Led by a new class of high-profile sponsors, SPACs, once a last resort for companies needing to access liquidity, have stormed into the equity markets in 2020 as another way for executives to take their companies public that provides more certainty than the IPO — something that became much more attractive after volatility ripped through the market in March and April.
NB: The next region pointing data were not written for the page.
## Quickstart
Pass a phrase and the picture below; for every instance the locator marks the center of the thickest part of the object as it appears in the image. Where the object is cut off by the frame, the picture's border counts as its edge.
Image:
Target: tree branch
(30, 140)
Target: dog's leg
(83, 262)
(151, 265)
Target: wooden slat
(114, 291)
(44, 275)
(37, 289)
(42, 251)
"You get to figure out everything up front before you sign the papers and before you even have to tell anyone you've begun your process," said Bill Ackman, chairman and CEO of the largest SPAC of 2020, Pershing Square Tontine Holdings Ltd., in a September interview on Bloomberg TV. "Certainty and a $5 billion injection of cash is something I wouldn't walk away so quickly from. If I were the CEO of a private company that needed to raise a lot of cash to go public and had to do it in a reasonable time frame, I would take a very hard look at what we offer."
As of Dec. 18, there were a total of 218 SPACs that went public in the U.S., raising $74.49 billion in the process, according to S&P Global Market Intelligence data.
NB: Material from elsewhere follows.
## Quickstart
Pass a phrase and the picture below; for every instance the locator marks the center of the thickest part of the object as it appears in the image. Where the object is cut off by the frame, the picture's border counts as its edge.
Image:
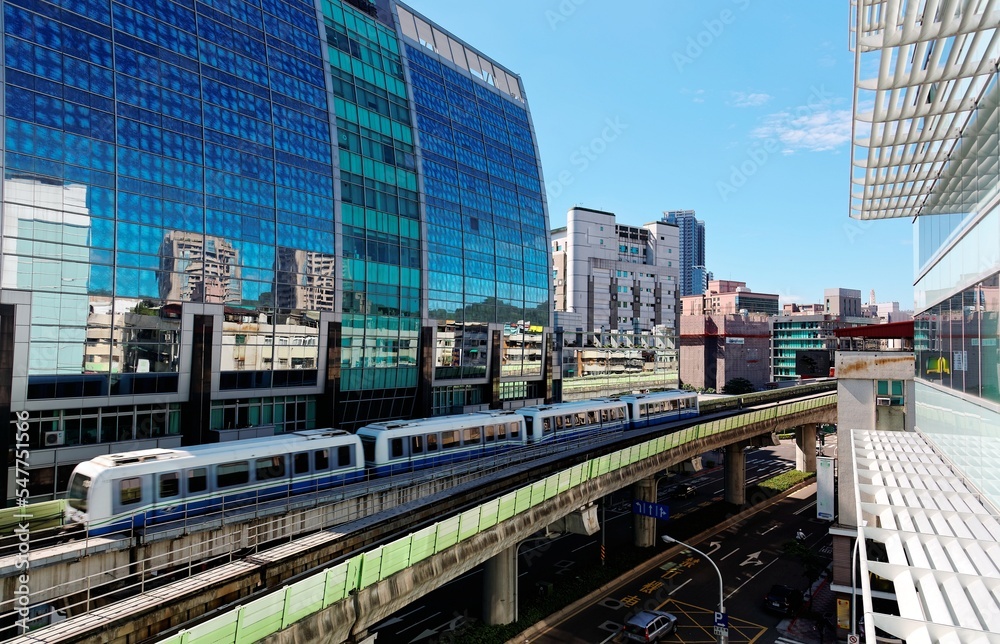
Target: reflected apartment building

Pershing Square Tontine, which raised $4 billion in its July IPO, has reportedly had conversations with several high-profile private companies about a merger, including Airbnb. The home-rental company eventually opted to go public through a regular offering, but it was not a vanilla IPO.
Auctions and "euphoria"
Along with Unity Software and DoorDash, Airbnb went public in 2020 using an auction-style IPO where investors disclosed ahead of time how much stock they wanted and for what price. The model then allowed the companies to assemble a demand curve that ultimately provided them with more power when negotiating their stocks' opening prices with the underwriters in hopes of minimizing the amount of money being "left on the table," according to University of Florida finance professor Jay Ritter, who tracks IPOs.
But despite their intention of more closely matching a debut stock's price with investors' appetite for it, auction IPOs this year saw particularly high first-day price pops. And some market observers are beginning to caution that the demand for new stocks is running too hot, regardless of how those stocks get to market.
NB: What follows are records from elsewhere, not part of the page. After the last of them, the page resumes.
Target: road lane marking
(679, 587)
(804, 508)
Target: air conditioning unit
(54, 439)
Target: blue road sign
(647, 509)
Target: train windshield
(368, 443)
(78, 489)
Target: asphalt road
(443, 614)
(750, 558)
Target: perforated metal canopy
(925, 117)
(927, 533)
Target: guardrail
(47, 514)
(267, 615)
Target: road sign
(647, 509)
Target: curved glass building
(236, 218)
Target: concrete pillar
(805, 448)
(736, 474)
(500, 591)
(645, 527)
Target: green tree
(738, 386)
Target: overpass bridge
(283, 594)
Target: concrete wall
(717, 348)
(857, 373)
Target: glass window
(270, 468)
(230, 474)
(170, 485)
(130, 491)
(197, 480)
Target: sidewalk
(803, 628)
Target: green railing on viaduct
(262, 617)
Unity's stock jumped about 30% on the day of its debut. DoorDash saw a more than 80% pop on Dec. 9 when it began trading, while Airbnb shares rose by more than 100% on its first day. Part of the reason why both Airbnb and DoorDash saw such big pops was from the increased role that retail investors are playing in the U.S. equity markets today. Goldman Sachs Chairman and CEO David Solomon and Securities and Exchange Commission Chairman Jay Clayton both referred to those price spikes as "euphoria" among individual investors in separate interviews on CNBC the week of Dec. 14.
Ritter said he was not concerned about valuations being too high in the U.S. equity markets for most of 2020, but his view has changed with recent IPOs generating such staggering first-day returns.
The average proceeds-weighted return of a company on its first day of trading in 2020 has been 48.8%, and at the height of the dot-com bubble in 2000, the average proceeds-weighted return for first-day trading was 45.8%, Ritter said.
"The last 14 IPOs at [Dec. 11's] close were up an average of over 100%. I had thought in early fall, when we were seeing the very high returns, that it was a temporary thing, that things would settle down," Ritter said in an interview. "But they haven't settled down. They've gotten more extreme lately."